Note: This is part 7 of an 8 part series. Read them in order, it'll make more sense. Part 0 | 1 | 2 | 3 | 4 | 5 | 6 | 7 | 8
SAN Nightmare, Part 7: Eliminating the SAN
Tuesday, June 17
A plan for migration off of xSan and back to regularly formatted disks is born in the weekly IRT meeting. We decide to do the entire thing at once, over the weekend... and to split up our files onto two physical servers instead of one. The end result should be two file servers, each with approximately half of the data and half of the total users... and a total fill ratio of about 36% across all disks. Since we couldn't get an exact split of 50-50, we opted to give a slightly higher number of users to the computer that was faster and has more disk space.
Saturday, June 21
The migration began at 8:00 PM on Friday night. I also received my very own corporate credit card on Friday. During the course of the day Saturday, files were copied to the new disks. I spent as much time as I could at home, sitting out on my patio reading a book and getting tan. By some stroke of random, the temperature in La Jolla got up to 97 around 3pm. I got a little bit pink, but just the proper amount. It's already turned into a nice tan.

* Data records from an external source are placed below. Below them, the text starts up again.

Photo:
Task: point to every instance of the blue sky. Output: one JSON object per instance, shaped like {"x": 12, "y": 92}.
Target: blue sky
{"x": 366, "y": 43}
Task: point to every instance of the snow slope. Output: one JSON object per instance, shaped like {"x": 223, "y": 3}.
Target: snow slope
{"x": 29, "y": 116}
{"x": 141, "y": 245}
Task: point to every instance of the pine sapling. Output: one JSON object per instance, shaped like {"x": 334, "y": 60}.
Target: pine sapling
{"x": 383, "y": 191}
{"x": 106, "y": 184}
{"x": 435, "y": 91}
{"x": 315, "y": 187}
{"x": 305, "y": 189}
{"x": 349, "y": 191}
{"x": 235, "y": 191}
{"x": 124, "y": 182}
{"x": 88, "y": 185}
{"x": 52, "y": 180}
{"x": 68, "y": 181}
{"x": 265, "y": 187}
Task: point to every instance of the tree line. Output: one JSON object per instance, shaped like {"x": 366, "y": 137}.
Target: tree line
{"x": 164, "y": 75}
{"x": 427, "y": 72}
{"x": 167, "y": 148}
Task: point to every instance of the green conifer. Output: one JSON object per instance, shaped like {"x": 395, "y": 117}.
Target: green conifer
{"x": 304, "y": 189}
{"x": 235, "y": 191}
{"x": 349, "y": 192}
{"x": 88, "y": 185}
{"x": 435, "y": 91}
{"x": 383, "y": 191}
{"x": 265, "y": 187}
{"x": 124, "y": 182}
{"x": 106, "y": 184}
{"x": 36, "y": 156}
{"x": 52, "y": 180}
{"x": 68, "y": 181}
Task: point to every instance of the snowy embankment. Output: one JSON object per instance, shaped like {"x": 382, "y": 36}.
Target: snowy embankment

Just before bed, my phone starts chirping with SMS messages from one of our drive arrays. It appears as though Drive "Utica-6" has developed read/write errors and is no longer reliable. Thankfully, this is a RAID5 system... the data is protected and still intact. I go to bed and deal with it in the morning.
Sunday, June 22
Overnight, Utica-6 produced many, many more errors. It was time to replace it. I had exactly one spare drive on hand, which was used for this purpose. Time to put the new corporate card to use -- We needed to get more spare drives to have on-hand. Of course, the particular variant of the Hitachi DeskStar 7K500 drive that I needed to have a matched set is no longer manufactured... which posed a bit of a problem for finding an identical replacement drive. After a couple hours scouring Google and the internet at large, I was able to find ONE of these drives still in its new, unopened condition... in a warehouse in Canada. I also found a site that sells refurbished drives of this exact model. I ended up buying the single new drive along with two refurbs to replenish the stock of spare drives, and I bought some new tape for our P-Touch labeler while I was at it because I ran out over the weekend.
Monday, June 23
By Monday evening, we've gone one whole day without a single server or disk crash. This should not be big news, but given the recent string of events I'd say it's pretty impressive. Things seem stable, and for the most part speedy. The Utica array is still rebuilding and conditioning itself after the failure of drive 6, so files on that particular disk are a tiny bit slower than normal. Other than that, everything is fine. Our former SAN was made up of one file server, one metadata controller, and two dedicated backup target computers. We have since unwound that and turned it into three independent file servers. The fourth computer is four years old and has a bad FireWire controller, so I think its days of usefulness are over. Later this week, I plan to strip it for parts and upgrade our admin file server.